Hierarchical model is ok (unit average are independent) and it has a reasonable error (look at the statistic, not the RMSE).
LMM-Inter (with random intercept) is ok (it models residuals non-independence) and it has a small error.
ANCOVA-Inter, Hierarchical model and LMM provide similar coefficients for the fixed effect. So if statistical significance is not the key issue, the “biased” ANCOVA is a reasonable choice.
Hierarchical and LMM with random intercept are the best options (unbiased and sensitive), with an advantage to LMM.

Random slopes

Modeling individual slopes in both ANCOVA-Full and LMM-Full decreased the statistics, suggesting that the supplementary regressors (one per classroom) do not significantly improve the fit of the model (see errors).

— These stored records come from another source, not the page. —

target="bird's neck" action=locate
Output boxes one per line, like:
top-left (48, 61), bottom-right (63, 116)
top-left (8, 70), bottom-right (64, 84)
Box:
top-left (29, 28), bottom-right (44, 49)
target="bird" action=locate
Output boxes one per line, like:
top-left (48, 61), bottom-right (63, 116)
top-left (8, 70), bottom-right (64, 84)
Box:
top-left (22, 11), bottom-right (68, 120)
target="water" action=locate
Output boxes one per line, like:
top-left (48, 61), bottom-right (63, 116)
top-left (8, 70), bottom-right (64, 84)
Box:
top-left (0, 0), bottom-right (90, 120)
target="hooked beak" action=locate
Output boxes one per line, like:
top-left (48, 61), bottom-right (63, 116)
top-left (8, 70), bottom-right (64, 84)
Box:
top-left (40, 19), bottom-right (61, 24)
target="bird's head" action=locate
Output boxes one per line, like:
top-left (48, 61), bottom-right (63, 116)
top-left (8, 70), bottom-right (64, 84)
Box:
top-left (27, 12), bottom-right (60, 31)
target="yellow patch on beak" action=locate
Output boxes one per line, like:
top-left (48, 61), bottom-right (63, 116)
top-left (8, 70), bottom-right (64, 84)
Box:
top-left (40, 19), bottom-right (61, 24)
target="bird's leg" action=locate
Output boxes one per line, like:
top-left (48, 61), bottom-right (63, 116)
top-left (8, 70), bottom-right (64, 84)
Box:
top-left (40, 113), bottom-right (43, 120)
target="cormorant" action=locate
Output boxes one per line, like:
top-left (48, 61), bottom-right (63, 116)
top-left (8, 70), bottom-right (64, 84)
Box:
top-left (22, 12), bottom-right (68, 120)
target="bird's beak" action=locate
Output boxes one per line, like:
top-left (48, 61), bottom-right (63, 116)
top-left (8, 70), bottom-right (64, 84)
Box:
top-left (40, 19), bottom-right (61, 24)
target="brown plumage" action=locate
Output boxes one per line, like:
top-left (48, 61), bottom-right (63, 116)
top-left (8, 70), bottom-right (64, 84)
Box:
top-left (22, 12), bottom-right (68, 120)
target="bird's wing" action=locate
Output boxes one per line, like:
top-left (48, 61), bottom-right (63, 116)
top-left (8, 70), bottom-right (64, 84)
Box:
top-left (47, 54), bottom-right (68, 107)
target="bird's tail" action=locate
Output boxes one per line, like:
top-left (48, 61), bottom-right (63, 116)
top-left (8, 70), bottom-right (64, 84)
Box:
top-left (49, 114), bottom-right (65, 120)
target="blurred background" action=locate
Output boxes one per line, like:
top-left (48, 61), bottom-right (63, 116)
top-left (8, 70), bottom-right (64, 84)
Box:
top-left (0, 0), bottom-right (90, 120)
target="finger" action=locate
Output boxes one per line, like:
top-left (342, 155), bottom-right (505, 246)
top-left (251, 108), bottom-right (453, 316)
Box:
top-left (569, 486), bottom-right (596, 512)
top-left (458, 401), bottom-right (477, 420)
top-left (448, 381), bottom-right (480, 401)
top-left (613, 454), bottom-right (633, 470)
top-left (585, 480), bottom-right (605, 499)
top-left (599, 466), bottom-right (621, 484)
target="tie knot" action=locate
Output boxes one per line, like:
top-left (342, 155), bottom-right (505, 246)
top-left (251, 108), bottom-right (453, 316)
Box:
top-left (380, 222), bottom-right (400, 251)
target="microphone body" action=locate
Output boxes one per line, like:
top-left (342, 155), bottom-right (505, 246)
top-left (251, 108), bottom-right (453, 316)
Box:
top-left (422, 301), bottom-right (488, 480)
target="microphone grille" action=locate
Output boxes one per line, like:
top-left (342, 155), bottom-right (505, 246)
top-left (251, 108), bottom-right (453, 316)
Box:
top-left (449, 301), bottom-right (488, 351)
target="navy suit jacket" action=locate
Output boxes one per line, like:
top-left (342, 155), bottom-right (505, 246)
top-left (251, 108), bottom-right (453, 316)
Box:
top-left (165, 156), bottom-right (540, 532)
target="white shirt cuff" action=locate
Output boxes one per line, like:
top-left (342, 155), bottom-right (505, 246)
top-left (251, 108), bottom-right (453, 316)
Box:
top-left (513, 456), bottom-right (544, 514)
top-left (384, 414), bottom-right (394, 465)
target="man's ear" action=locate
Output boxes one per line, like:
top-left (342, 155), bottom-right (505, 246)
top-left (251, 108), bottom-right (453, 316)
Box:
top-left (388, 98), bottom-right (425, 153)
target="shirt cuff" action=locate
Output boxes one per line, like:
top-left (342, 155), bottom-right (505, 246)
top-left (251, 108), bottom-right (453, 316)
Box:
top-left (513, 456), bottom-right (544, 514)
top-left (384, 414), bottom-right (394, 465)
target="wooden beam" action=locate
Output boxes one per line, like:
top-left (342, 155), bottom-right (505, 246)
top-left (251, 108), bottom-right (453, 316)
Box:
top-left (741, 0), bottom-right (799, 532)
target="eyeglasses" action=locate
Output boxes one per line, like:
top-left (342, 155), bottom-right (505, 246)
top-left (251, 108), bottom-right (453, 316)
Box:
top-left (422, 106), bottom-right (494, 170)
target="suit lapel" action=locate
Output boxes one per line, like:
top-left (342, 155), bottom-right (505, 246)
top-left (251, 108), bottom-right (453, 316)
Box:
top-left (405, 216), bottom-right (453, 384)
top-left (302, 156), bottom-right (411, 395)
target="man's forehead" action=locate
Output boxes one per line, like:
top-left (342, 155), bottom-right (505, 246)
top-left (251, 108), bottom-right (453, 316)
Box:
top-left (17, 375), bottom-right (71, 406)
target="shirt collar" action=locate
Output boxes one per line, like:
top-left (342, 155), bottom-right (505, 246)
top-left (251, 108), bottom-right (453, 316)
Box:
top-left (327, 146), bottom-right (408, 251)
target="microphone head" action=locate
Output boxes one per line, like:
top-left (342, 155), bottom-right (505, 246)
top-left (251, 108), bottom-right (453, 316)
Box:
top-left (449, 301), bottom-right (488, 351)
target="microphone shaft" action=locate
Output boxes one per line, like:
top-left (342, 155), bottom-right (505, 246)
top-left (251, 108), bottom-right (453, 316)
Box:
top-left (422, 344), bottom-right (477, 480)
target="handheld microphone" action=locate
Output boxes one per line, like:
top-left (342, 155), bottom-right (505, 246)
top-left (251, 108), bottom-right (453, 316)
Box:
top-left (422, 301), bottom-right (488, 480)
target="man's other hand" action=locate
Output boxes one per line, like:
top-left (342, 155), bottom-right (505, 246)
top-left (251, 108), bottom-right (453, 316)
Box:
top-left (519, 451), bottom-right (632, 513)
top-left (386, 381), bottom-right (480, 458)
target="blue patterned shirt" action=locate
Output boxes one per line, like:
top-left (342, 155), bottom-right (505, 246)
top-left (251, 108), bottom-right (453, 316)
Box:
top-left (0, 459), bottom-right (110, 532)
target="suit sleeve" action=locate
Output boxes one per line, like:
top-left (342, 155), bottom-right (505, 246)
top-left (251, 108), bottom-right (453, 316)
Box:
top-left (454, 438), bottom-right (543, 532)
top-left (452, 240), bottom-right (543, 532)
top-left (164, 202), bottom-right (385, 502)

Theory of Linear Mixed Models¶

If we consider only 6 samples (\(i \in \{1, 6\}\), two sample for each classroom \(j \in\) {c0, c1, c2}) and the random intercept model. Stacking the 6 observations, the equation \(y_{ij} = \beta_0 + \beta_1 x_{ij} + u_j z_j + \varepsilon_{ij}\) gives :

\[\begin{split}\begin{split}\begin{bmatrix} \text{score}\\ 7.2 \\ 7.9 \\ 9.1 \\ 11.1 \\ 14.6 \\ 14.0 \end{bmatrix} = \begin{bmatrix} \text{Inter} & \text{Edu}\\ 1 & 2 \\ 1 & 10 \\ 1 & 1 \\ 1 & 9 \\ 1 & 8 \\ 1 & 5 \\ \end{bmatrix} \begin{bmatrix} \text{Fix} \\ \beta_0 \\ \beta_1 \end{bmatrix} + \begin{bmatrix} \text{c1} & \text{c2} & \text{c3}\\ 1 & 0 & 0 \\ 1 & 0 & 0 \\ 0 & 1 & 0 \\ 0 & 1 & 0 \\ 0 & 0 & 1 \\ 0 & 0 & 1 \\ \end{bmatrix} \begin{bmatrix} \text{Rand} \\ u_{1} \\ u_{2} \\ u_{3} \end{bmatrix} + \begin{bmatrix}\text{Err}\\ \epsilon_1 \\ \epsilon_2 \\ \epsilon_3 \\ \epsilon_4 \\ \epsilon_5 \\ \epsilon_6\end{bmatrix}\end{split}\end{split}\]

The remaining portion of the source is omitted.